I have a k8s cluster v1.26.4 and all the nodes have crio v1.25.2 installed.
I have private registry with basic auth that mimics as another private registry to reduce code writing. The registry is a docker distribution solution with proxy-mode for latter. Then i have mirror.conf for cri-o as is:
[[registry]]
prefix = private.registry
location = mirror.registry
When i execute
crictl pull --creds private.registry/image:tag
everything is ok. But when i create a pod:
apiVersion: v1
kind: Pod
metadata:
creationTimestamp: null
labels:
run: pod
name: pod
namespace: my-ns
spec:
containers:
- image: private.registry/image:tag
name: pod
imagePullSecrets:
- name: registry-secret
and a secret:
apiVersion: v1
data:
.dockerconfigjson: base64-encoded-auths
kind: Secret
metadata:
name: registry-secret
namespace: my-ns
type: kubernetes.io/dockerconfigjson
then i have this error:
Failed to pull image "private.registry/image:tag": rpc error: code = Unknown desc = reading manifest tag in mirror.registry/image: unauthorized: authentication required
If i rewrite the mirror.conf for cri-o when prefix and location are the same then no issues whatsoever.

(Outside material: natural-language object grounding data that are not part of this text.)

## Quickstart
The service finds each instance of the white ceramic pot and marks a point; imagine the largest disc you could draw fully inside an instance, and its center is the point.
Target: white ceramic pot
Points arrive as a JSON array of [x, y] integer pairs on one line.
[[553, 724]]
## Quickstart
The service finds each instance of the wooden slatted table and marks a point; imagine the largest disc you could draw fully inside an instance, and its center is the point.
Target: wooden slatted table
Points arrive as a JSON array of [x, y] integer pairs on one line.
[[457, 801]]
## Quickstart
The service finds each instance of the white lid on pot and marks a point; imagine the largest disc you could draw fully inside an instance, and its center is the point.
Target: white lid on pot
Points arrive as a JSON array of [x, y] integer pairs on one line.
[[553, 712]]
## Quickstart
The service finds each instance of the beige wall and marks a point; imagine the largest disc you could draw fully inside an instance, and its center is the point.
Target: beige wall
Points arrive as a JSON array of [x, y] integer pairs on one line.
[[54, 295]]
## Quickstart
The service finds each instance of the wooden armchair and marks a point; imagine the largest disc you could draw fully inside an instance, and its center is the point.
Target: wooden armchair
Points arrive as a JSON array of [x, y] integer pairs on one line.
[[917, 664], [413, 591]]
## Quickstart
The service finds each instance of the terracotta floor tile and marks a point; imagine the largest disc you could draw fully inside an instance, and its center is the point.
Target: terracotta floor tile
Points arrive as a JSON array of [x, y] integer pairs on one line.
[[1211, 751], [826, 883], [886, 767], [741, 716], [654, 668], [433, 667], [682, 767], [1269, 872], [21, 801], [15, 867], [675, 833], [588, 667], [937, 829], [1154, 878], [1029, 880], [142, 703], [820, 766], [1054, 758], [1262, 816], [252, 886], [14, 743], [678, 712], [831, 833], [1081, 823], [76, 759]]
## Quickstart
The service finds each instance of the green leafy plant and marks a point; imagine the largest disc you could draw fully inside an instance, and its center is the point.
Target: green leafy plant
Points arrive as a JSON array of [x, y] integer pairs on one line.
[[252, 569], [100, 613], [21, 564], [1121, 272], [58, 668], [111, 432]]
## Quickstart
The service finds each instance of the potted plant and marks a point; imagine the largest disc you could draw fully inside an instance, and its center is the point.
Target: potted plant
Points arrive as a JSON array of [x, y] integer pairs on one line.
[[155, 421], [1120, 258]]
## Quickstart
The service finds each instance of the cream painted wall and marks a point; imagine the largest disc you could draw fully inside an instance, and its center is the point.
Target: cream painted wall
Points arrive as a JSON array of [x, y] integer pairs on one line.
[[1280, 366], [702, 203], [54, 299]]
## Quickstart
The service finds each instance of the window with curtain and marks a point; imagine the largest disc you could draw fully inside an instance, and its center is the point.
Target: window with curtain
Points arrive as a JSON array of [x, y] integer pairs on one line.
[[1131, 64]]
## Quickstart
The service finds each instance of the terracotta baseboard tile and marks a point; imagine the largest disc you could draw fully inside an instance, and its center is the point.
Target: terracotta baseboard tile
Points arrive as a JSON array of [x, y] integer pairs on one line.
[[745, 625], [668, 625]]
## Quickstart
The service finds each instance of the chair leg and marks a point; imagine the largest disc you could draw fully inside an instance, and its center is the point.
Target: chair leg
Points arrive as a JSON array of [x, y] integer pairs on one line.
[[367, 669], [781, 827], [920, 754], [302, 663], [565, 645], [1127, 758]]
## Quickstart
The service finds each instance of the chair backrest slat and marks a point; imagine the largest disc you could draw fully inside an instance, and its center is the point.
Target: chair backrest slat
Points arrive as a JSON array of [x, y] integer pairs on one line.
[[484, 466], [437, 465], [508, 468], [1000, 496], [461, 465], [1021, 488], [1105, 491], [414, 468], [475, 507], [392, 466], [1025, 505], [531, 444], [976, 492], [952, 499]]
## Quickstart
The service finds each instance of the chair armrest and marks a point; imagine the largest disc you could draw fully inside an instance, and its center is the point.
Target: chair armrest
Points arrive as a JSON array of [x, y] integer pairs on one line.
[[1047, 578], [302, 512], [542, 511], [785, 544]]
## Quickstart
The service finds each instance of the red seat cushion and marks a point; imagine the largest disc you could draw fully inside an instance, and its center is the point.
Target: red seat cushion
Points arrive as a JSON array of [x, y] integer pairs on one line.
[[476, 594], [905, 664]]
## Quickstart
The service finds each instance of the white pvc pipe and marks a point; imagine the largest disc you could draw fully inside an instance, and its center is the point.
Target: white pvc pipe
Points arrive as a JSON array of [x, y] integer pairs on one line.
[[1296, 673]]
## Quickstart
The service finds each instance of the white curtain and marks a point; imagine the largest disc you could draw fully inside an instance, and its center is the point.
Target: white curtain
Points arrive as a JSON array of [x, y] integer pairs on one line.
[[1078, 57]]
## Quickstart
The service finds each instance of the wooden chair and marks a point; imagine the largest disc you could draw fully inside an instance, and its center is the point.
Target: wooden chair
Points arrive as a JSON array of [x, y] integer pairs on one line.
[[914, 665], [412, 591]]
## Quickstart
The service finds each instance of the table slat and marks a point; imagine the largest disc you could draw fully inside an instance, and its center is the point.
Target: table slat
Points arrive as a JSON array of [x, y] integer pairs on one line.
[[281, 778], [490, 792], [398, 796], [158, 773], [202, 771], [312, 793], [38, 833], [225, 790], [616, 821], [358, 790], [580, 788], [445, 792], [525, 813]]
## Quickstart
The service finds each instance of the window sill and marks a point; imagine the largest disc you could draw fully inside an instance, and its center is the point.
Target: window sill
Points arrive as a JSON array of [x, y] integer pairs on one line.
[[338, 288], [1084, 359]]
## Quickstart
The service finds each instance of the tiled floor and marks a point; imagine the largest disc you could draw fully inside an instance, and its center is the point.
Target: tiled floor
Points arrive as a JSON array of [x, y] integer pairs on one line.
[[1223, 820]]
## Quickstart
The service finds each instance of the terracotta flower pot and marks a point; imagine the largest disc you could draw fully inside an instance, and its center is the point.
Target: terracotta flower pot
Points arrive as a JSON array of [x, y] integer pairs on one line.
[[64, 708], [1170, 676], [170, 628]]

This means that my auths in a secret are most likely correct.
[[registry]]
prefix = mirror.registry
location = mirror.registry
Turned out direct requests through crictl pull were not working as well, so the cri-o could be the isse.
After researching in i've found couple of similar questions (this and this) about missing credentials when using redirect(prefix)/mirror with cri-o. The reason is credentials are stripped when named endpoint and the actual are not the same. It is done intentionally to avoid credentials leaking and commented right in a library project. Looks like there is only one solution to use global_auth_file option in crio.conf file, which works.